Durant l’atelier d’écriture qui suit, on décrit ce paysage. Afin de poursuivre l’histoire amorcée la fois précédente (on avait terminé au sommet de la Tour Eiffel), on imagine que c’est ce village que nos personnages découvrent à leurs pieds, en lieu et place de Paris et de la Seine.
On décrit ce "village planétaire" vu d’en haut. J’utilise l’adjectif sibyllin au sujet des otaries ; je dis les "otaries sibyllines aux quatre coins du paysage". j’hésite avant de le faire, mais je trouve ça beau cette image, évident. Patrick me demande ce que signifie ce mot ; je lui parle des prophétesses antiques, de leurs oracles. Je dis sibyllin c’est ça, visionnaire, clairvoyant.

Mardi 3 décembre
Je me réveille inquiète, en pensant aux sibylles. Je cherche la définition de sibyllin dans le dictionnaire. Le Robert dit : dont le sens est caché comme celui des oracles. Je suis perdue, idiote, l’oracle annonce l’avenir mais ses messages sont cryptés. Puis je me dis comment peut-il en être autrement ? L’avenir conjugué au présent est illisible. J’écris à Patrick pour lui dire mon erreur. Il me répond un mail étonnant qui me plait : aucun souvenir, il était à Delphes il me dit.

Je reçois par la poste les Astropèmes de Laura Vasquez et Arno Calleja. Je me demande pourquoi le nom de la première est écrit en premier sur la couverture.
Puis je cherche un des poèmes dont je me souviens : on me l’avait envoyé par Messenger, c’était l’été, c’était l’horoscope de la Vierge, j’ai oublié le mois, mais il était question d’une clé usb dans une bouche, d’amour contrariant - un déménagement peut-être.

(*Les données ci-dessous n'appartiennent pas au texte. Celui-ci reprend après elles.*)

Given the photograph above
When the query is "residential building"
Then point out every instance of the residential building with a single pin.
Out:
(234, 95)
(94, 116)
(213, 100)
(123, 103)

Je ne le trouve pas dans le livre ce poème.

Je cherche l’horoscope du Lion pour décembre :
"Vous hurlez de rage
Dans votre coussin
Les jours
Les nuits
La face
Dans votre coussin
De rage de douleur
(...)
C’est double
Un double hurlement
On croit être seul
Mais pour hurler on est deux"

Mercredi 4 décembre
J’ai rendez-vous au Seuil pour faire le service de presse de Hic. Je découvre le livre. Cette couverture je la connais, ce bleu, j’aurais préféré du rouge, mais il revenait à l’Histoire d’amour j’imagine. Quand je le vois pourtant, mon livre, je le trouve différent du précédent, les lettres du titre, le papier plus bouffant, la masse différente. Cela me rappelle les mots de G. au sujet de mon texte qu’elle comparait à une pierre de météorite, plus dense que sa taille ne le laisse paraître.
C’est drôle d’adresser mon livre à des inconnus, un geste magique, et je passe la journée dans un état second. J’écris un peu n’importe quoi, jamais la même chose. Cosmique et comique, cosmologique, métaphysique, mystique, autobiographique, épique, historique et géographique, fantastique, archéologique, préhistorique, poétique, Hic & Bang, Mon roman chic (Merci Lucie T.) Chic & Choc.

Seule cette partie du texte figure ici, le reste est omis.